The 1787 U.S. Constitutional Convention adopted the “Three-Fifths Compromise,” which considered each enslaved African to be three fifths of a person, allowing increased representation for the southern states in the House of Delegates, without what they saw as overtaxation. Thus, three racial categories were defined in the first U.S. Census in 1790 and became deeply ingrained in the social fabric of the United States: White people and Native Americans each counted as one whole tax-paying person, and slaves or Black people counted as three fifths of a person.2 Although the Three-Fifths Compromise was repealed in 1868, the U.S. Census continues to classify people based on their racial identification.3

The Office of Management and Budget classifies people by ethnicity as well as racial identification.4 Ethnicity (as in Hispanic/Latino) captures the common values, cultural norms, and behaviors of people who are linked by shared culture and language, whereas race refers to one’s identification with a group or identity ascribed on the basis of physical characteristics and skin color.5 Census questions are intended to reflect self-defined membership in a social category, without anthropologic or genetic meaning,6 and census data are used to determine resource allocation and political representation.

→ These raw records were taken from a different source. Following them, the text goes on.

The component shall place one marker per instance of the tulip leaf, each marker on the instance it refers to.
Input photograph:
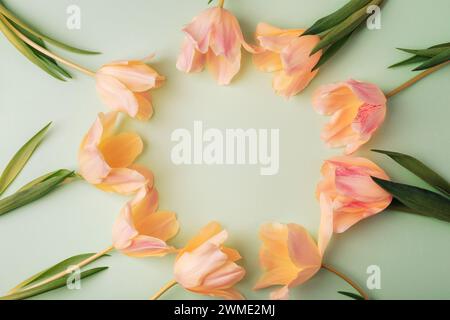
(436, 60)
(354, 296)
(18, 162)
(13, 18)
(54, 270)
(419, 169)
(35, 192)
(421, 201)
(62, 172)
(345, 28)
(26, 50)
(56, 284)
(412, 60)
(336, 17)
(331, 51)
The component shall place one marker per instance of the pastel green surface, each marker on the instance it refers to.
(411, 251)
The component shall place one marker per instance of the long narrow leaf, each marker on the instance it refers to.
(436, 60)
(56, 284)
(7, 13)
(336, 17)
(22, 198)
(53, 270)
(423, 202)
(18, 162)
(354, 296)
(26, 50)
(344, 28)
(331, 51)
(419, 169)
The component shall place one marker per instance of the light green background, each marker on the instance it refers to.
(411, 251)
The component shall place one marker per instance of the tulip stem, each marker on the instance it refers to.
(346, 279)
(163, 290)
(45, 51)
(67, 271)
(415, 79)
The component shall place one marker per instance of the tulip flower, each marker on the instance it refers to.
(124, 86)
(213, 38)
(287, 53)
(358, 110)
(105, 159)
(205, 266)
(140, 231)
(348, 193)
(290, 256)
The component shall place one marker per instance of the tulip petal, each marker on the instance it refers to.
(190, 60)
(302, 248)
(267, 61)
(224, 69)
(135, 75)
(121, 150)
(123, 181)
(116, 95)
(144, 101)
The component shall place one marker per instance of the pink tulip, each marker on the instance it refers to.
(358, 110)
(140, 231)
(124, 86)
(206, 267)
(214, 37)
(105, 159)
(288, 55)
(348, 194)
(290, 256)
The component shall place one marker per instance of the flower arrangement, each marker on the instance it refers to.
(352, 188)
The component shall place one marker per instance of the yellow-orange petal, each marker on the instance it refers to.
(121, 150)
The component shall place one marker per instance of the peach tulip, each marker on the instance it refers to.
(290, 256)
(206, 267)
(105, 159)
(288, 55)
(347, 192)
(358, 110)
(124, 86)
(140, 231)
(213, 38)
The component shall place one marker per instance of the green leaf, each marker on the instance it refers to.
(56, 284)
(436, 60)
(18, 162)
(354, 296)
(345, 28)
(331, 51)
(26, 50)
(419, 169)
(62, 172)
(336, 17)
(412, 60)
(422, 202)
(427, 53)
(13, 18)
(54, 270)
(35, 192)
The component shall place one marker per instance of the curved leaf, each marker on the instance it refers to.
(419, 169)
(354, 296)
(336, 17)
(421, 201)
(13, 18)
(35, 192)
(56, 284)
(345, 27)
(18, 162)
(443, 57)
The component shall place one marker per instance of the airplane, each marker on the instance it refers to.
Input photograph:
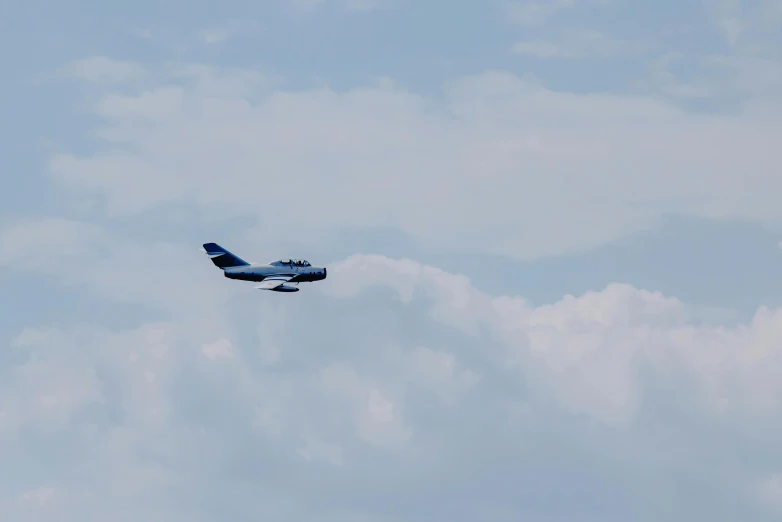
(273, 276)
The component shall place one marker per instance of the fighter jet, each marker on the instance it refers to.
(273, 276)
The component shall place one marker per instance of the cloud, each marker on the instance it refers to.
(395, 385)
(349, 5)
(559, 172)
(228, 30)
(575, 44)
(533, 13)
(103, 69)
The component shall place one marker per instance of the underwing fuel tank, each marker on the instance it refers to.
(285, 288)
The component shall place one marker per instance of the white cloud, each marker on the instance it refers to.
(558, 171)
(103, 69)
(228, 30)
(425, 392)
(534, 13)
(576, 44)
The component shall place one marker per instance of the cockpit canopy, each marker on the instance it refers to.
(291, 262)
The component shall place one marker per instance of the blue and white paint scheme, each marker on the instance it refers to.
(277, 276)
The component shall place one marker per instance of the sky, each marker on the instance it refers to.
(552, 232)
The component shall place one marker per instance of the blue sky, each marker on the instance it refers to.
(553, 239)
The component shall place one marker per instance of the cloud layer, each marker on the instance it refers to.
(391, 391)
(558, 172)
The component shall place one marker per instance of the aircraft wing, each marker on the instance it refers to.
(272, 282)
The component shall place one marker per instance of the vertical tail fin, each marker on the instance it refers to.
(221, 257)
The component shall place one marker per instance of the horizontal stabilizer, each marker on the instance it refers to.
(277, 284)
(221, 257)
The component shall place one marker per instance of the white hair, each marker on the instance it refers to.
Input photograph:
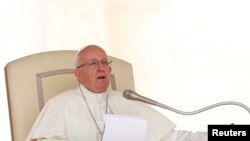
(78, 57)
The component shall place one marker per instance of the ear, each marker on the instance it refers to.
(110, 69)
(76, 73)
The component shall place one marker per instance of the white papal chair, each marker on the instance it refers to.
(33, 79)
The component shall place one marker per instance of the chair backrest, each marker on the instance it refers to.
(33, 79)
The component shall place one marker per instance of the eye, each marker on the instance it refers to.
(105, 62)
(93, 63)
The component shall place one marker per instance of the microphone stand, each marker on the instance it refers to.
(203, 109)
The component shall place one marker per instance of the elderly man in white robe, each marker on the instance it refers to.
(77, 114)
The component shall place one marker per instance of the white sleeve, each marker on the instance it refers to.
(182, 135)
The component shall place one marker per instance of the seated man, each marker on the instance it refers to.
(77, 114)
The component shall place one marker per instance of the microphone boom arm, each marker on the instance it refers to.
(129, 94)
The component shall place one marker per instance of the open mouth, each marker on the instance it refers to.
(101, 77)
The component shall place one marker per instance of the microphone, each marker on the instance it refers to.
(131, 95)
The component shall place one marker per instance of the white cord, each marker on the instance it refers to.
(205, 108)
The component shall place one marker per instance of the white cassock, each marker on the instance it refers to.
(66, 117)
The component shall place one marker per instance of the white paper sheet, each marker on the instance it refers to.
(124, 128)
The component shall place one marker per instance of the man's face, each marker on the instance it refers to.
(94, 75)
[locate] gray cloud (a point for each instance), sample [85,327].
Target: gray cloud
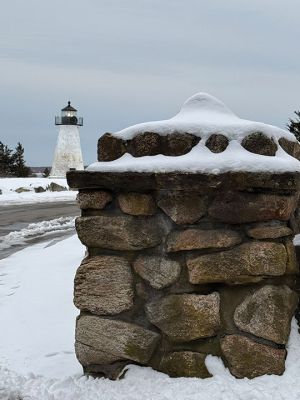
[123,62]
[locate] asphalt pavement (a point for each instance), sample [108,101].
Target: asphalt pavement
[17,217]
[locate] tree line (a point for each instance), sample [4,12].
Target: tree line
[12,162]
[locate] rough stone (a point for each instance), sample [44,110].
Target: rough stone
[268,230]
[158,271]
[267,313]
[96,200]
[137,203]
[145,144]
[110,147]
[55,187]
[249,359]
[104,285]
[184,364]
[248,262]
[292,148]
[177,144]
[39,189]
[217,143]
[191,239]
[185,317]
[101,340]
[259,143]
[292,264]
[118,232]
[238,208]
[183,209]
[198,182]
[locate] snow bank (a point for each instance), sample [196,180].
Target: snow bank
[9,196]
[203,115]
[37,360]
[201,159]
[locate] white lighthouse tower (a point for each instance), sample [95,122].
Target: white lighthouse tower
[68,155]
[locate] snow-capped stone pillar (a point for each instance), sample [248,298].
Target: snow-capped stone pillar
[189,225]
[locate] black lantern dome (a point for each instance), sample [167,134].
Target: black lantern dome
[69,116]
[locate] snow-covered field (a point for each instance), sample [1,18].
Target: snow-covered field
[37,360]
[10,197]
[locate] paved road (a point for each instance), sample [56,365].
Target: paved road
[17,217]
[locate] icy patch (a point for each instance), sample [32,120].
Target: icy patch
[202,115]
[39,229]
[10,197]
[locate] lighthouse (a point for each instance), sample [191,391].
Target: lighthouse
[68,155]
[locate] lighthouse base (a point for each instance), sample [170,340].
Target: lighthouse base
[68,155]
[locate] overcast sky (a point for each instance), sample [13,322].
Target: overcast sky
[121,62]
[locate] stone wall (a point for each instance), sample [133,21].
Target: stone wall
[180,266]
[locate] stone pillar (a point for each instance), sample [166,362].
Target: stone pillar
[182,265]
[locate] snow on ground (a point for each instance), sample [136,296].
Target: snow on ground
[9,196]
[203,115]
[37,360]
[37,230]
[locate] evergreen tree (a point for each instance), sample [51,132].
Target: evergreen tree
[19,166]
[294,125]
[46,172]
[6,160]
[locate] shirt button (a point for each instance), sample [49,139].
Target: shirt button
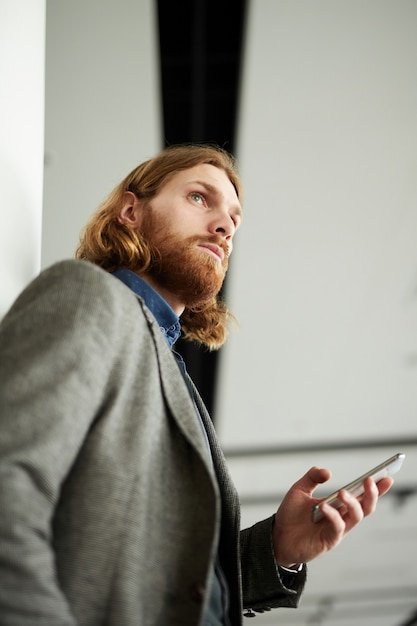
[198,592]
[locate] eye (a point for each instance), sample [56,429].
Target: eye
[196,196]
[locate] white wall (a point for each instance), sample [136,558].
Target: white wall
[323,276]
[102,108]
[323,279]
[22,55]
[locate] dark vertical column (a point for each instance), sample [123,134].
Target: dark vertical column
[201,45]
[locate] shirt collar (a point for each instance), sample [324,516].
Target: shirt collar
[167,319]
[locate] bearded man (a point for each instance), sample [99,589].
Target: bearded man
[116,504]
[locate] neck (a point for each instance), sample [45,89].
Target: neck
[174,302]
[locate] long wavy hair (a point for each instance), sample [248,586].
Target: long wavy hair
[109,244]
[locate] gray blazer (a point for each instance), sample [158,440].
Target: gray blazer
[111,509]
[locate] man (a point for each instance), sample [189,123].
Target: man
[116,505]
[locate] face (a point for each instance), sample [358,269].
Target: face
[190,223]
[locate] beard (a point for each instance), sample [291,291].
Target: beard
[179,266]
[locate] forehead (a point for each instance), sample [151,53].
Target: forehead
[214,178]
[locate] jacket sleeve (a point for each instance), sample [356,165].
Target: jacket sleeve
[48,402]
[263,585]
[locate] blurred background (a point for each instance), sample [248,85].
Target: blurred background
[318,101]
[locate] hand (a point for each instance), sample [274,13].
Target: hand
[297,539]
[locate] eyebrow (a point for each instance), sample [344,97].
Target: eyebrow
[237,209]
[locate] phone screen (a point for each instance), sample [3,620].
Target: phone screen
[387,468]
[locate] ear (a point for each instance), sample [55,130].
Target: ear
[131,211]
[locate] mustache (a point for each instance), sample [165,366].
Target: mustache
[214,239]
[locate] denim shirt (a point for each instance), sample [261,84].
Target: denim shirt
[169,324]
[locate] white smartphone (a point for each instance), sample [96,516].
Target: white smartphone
[387,468]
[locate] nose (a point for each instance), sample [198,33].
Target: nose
[224,226]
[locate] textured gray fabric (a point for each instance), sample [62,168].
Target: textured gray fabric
[110,506]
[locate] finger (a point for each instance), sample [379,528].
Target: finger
[357,509]
[311,479]
[384,485]
[370,497]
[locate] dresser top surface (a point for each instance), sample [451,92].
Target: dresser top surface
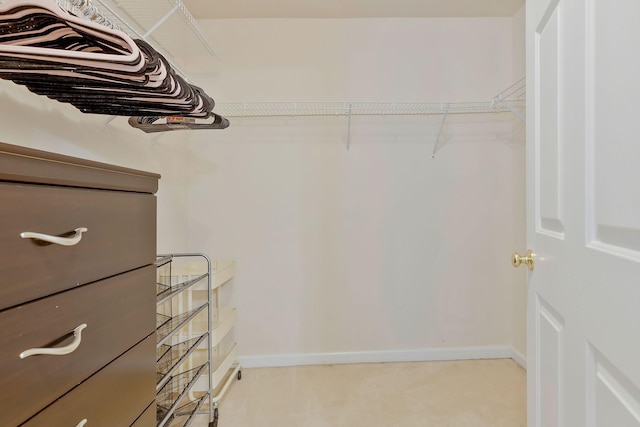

RACE AS A MASTER STATUS VARIABLE

Race is considered a master status,7 or a primary identifying characteristic reflecting a social position ascribed to a person that may affect every aspect of their life. Race influences social interactions and access to opportunities and societal resources.8 For example, race was the driver of “redlining,” a legal form of residential segregation9 that resulted in disinvestment in education and social services, poor housing, limited community resources such as parks and grocery stores, unemployment, and poor access to health care for Black communities.

Race/ethnicity has been used to evaluate differences in clinical measures and outcomes and is used by researchers in established analytic approaches. Unfortunately, even after analysts control for socioeconomic indicators such as education and income, environmental exposures, and other established risk factors, they frequently observe a greater risk of adverse health outcomes among Black Americans than among White Americans. This increased risk is often reported without explanation or is presented as an intrinsic biologic difference between races. These “intrinsic differences” actually capture racialized expressions of biology or the embodiment of inequities related to unmeasured risk factors or exposures, including exposure to individual and structural racism.10

GENETIC ANCESTRY AND ADMIXTURE

In a society in which inequities in health care affect many disease outcomes, it may seem reasonable to assume that all racial/ethnic differences in disease incidence and outcomes derive from socioeconomic differences. However, race is also directly associated with genetic ancestry and therefore indirectly related to genetic variants that may affect disease and health outcomes. Genomewide genotyping methods and advanced computational algorithms now enable scientists to infer the geographic origins of a person’s ancestors from minute differences in the cumulative frequency of thousands of genetic variants (alleles). These methods and algorithms have been applied, without bias, to large populations worldwide. The largest genetic clusters of people correspond to geographic regions and specific populations in Africa, Europe, Asia, Oceania, and the Americas,11 suggesting that continental-level ancestry captures the greatest population differences in genetic variation. Ancestry assessment within continents can provide information on a finer scale.12

Although race/ethnicity correlates with genetic ancestry,13 it captures different information. Race and ethnicity are self-ascribed or socially ascribed identities and are often “assigned” by police, hospital staff, or others on the basis of physical characteristics. Genetic ancestry is the genetic origin of one’s population. Although race/ethnicity may capture information about the likely presence of certain genetic variants, ancestry is a better predictor.14 Genetic admixture, or genetic exchange among people from different ancestries, is an important characteristic of many populations and may correlate with individuals’ risk for certain genetic diseases.15 And there may be substantial variation in ancestry among and within populations16; U.S. Black populations, for example, have larger proportions of African than of European ancestry, which vary with the year and location in which samples are obtained.17 Latino Americans, the largest and fastest-growing U.S. minority population, are an admixed group of European, Native American, and African ancestries (Fig. 1).18

Figure 1. Genetic Admixture in the Mexican American and Puerto Rican Populations.

Figure 1.

Data are from the Genes‑environments and Admixture in Latino Americans (GALA II) Study.

The race/ethnicity categories used in biomedical research and clinical practice are broad and less precise than ancestry. Consider a Black–White biracial male firefighter who presents with a smoke-inhalation injury. How would he be classified? He could self-identify as Black or White, but society would probably label him as Black. From a clinical perspective, he is a combination of Black and White. This ambiguity may contribute to misdiagnosis and is particularly troubling when someone’s race/ethnicity is assigned by health professionals or police. In addition, different health systems may use different racial/ethnic categories. In contrast, ancestry is a fixed characteristic of the genome.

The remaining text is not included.